By exchanging two tyrosine for two asparagines molecules in the protein, her team was able to produce double the titer and the molecule remained soluble at different pHs.
In a second case study, she detailed how a protein therapeutic cultured in a microbial fermentation formed a clumpy solution in fermentation when the culture reached confluence, making both culturing the cells and purification of the protein difficult.
Again using bioinformatics it was discovered that a single residue could be causing solubility issues so alternative single amino acid changes were exchanged for the residue. Noted Dr.

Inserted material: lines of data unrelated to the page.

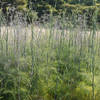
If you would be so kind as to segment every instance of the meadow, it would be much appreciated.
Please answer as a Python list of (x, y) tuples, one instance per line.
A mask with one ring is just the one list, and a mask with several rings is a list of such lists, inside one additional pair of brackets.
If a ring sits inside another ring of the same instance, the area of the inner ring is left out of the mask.
[(100, 30), (85, 16), (28, 24), (0, 19), (0, 100), (100, 100)]

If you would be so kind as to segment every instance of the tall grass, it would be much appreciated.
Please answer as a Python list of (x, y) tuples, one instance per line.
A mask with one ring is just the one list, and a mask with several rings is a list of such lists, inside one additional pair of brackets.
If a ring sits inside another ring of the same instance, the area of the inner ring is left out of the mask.
[(9, 26), (1, 19), (0, 100), (99, 100), (95, 20), (90, 29), (85, 15), (29, 25), (18, 15)]

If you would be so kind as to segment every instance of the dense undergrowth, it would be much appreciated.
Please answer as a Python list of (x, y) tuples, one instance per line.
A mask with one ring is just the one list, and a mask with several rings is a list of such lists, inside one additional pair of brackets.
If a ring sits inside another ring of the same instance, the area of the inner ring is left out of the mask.
[(99, 71), (100, 32), (85, 16), (1, 17), (0, 100), (99, 100)]

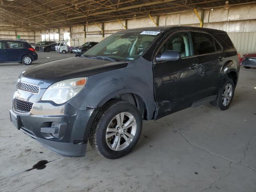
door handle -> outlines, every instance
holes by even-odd
[[[224,59],[225,59],[225,58],[224,58],[224,57],[222,57],[221,56],[219,56],[219,57],[218,57],[218,59],[219,59],[219,61],[222,61],[223,60],[224,60]]]
[[[192,70],[194,70],[195,68],[198,66],[198,64],[192,63],[190,65],[190,69]]]

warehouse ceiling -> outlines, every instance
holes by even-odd
[[[230,0],[233,5],[250,0]],[[224,0],[0,0],[0,28],[33,30],[224,6]]]

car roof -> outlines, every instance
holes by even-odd
[[[26,41],[17,41],[16,40],[12,40],[11,39],[0,39],[0,41],[13,41],[14,42],[22,42],[22,43],[27,43],[27,42]]]
[[[190,26],[160,26],[156,27],[142,27],[140,28],[135,28],[134,29],[129,29],[120,31],[118,32],[129,31],[159,31],[162,32],[168,32],[172,30],[179,29],[188,29],[198,30],[202,31],[207,31],[210,32],[212,31],[221,31],[224,32],[221,30],[210,29],[210,28],[204,28],[202,27],[192,27]]]

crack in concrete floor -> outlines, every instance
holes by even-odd
[[[223,159],[224,160],[226,160],[226,161],[228,161],[229,162],[232,162],[232,163],[236,163],[236,164],[238,164],[239,165],[242,165],[243,166],[244,166],[245,167],[246,167],[248,168],[249,168],[250,169],[251,169],[252,170],[253,170],[254,171],[256,172],[256,168],[254,168],[253,167],[250,167],[248,165],[246,165],[245,164],[244,164],[243,163],[242,163],[240,162],[238,162],[237,161],[234,161],[233,160],[230,160],[230,159],[228,159],[227,158],[226,158],[225,157],[223,157],[220,155],[218,155],[218,154],[216,154],[215,153],[214,153],[213,152],[212,152],[206,149],[205,149],[202,147],[200,147],[200,146],[198,146],[196,145],[195,144],[193,144],[190,141],[189,141],[188,140],[187,138],[185,136],[185,135],[184,135],[184,134],[181,132],[180,132],[179,130],[178,130],[178,129],[177,129],[176,128],[175,128],[174,127],[174,126],[171,124],[170,124],[168,123],[162,123],[162,122],[154,122],[154,123],[159,123],[159,124],[165,124],[165,125],[169,125],[170,126],[171,126],[172,127],[172,128],[175,130],[176,132],[178,132],[180,135],[181,135],[182,137],[183,137],[183,138],[186,140],[186,142],[188,144],[189,144],[190,145],[192,146],[193,146],[195,147],[196,147],[199,149],[200,149],[200,150],[202,150],[202,151],[204,151],[205,152],[206,152],[209,154],[210,154],[212,155],[214,155],[214,156],[216,156],[217,157],[219,157],[220,158],[221,158],[222,159]]]

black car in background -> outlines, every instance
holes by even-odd
[[[98,42],[86,42],[79,47],[75,47],[73,49],[73,52],[76,55],[84,54],[85,52],[98,44]]]
[[[55,51],[55,46],[57,44],[57,43],[52,43],[48,45],[41,47],[39,48],[39,51],[43,51],[44,52],[50,52],[50,51]]]
[[[143,120],[208,103],[227,109],[239,74],[226,32],[185,26],[129,29],[81,57],[26,69],[18,78],[11,120],[61,155],[84,156],[89,141],[98,153],[116,159],[134,148]]]
[[[0,63],[17,62],[28,65],[37,57],[35,49],[27,42],[0,40]]]
[[[55,41],[40,41],[32,46],[36,51],[39,51],[39,48],[41,47],[48,46],[52,43],[56,43],[56,42]]]

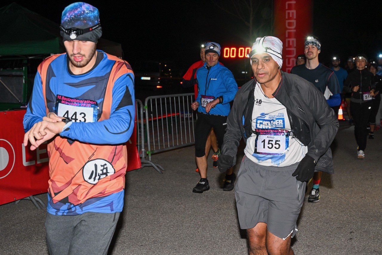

Harding, “One of the swaps ensured the culture no longer expressed proteins that aggregated and the resulting fermentation produced 5 g/L of protein, which was easier to purify.”
This molecular tweaking is being taken to a new level by Edinburgh-based Ingenza, which provides services in synthetic biology, industrial biotechnology, and biologics production. It has developed a DNA construction platform known as inABLE® that uses oligonucleotide-driven gene assembly and other tools that enhance many aspects of recombinant protein synthesis.
“We use inABLE, a combinatorial genetics platform with designed oligonucleotide linkers, to build designer-genes for optimal protein production, making its expression simpler,” said Sam Capewell, Ph.D., senior scientist. “Initially, we divide the protein-coding gene sequence into sections and using these linkers we rejoin the protein in various predetermined combinations using microfluidics. In this way we can auto-assemble alternative combinations to produce a library of thousands of variants of the initial protein.”
Dr. Capewell presented a case study of the application of this technology, where one company had come to Ingenza with a key biologic target expressing truncated proteins resulting from inefficient and incomplete translation of the protein.
Using the inABLE platform, Ingenza scientists constructed a codon-usage variant library of this protein and with a lined gene fusion and colorimetric assay screened through almost 50,000 sequence variants. This led to the identification of efficiently expressed gene fusions, with verified enzyme activity and 50 optimal synthetic gene variant clones were selected for progress into development.
Dr. Capewell presented a second case study in which an academic collaborator had been having difficulty expressing a cyclic peptide that is cytotoxic to drug-resistant tumor cells. This is because the original protein is made in a native marine host and the amount the host could produce was too low to support development and functional characterization of the target molecule.
Again using their inABLE platform, Ingenza scientists combined clusters of cyclic peptide biosynthetic genes/orthologues and constructed E. coli strains that over-produced target cyclic peptides to provide sufficient amounts for pharmaceutical testing.
Commenting on the value of modifying the proteins, Dr. Harding concluded that “Even single amino acid changes in your target molecule can sometimes have a big impact and can mean you can manufacture a promising but difficult molecule that you would previously have abandoned.”
Speakers at the conference all agreed that producing protein-based therapeutics within a commercially viable timeframe can often be challenging. However, each presented how with considered approaches in upstream process development such as in silico analysis, using disposable technology and micro bioreactor models for process optimization, as well as smart protein engineering these issues can be resolved to ensure cost-effective manufacturing.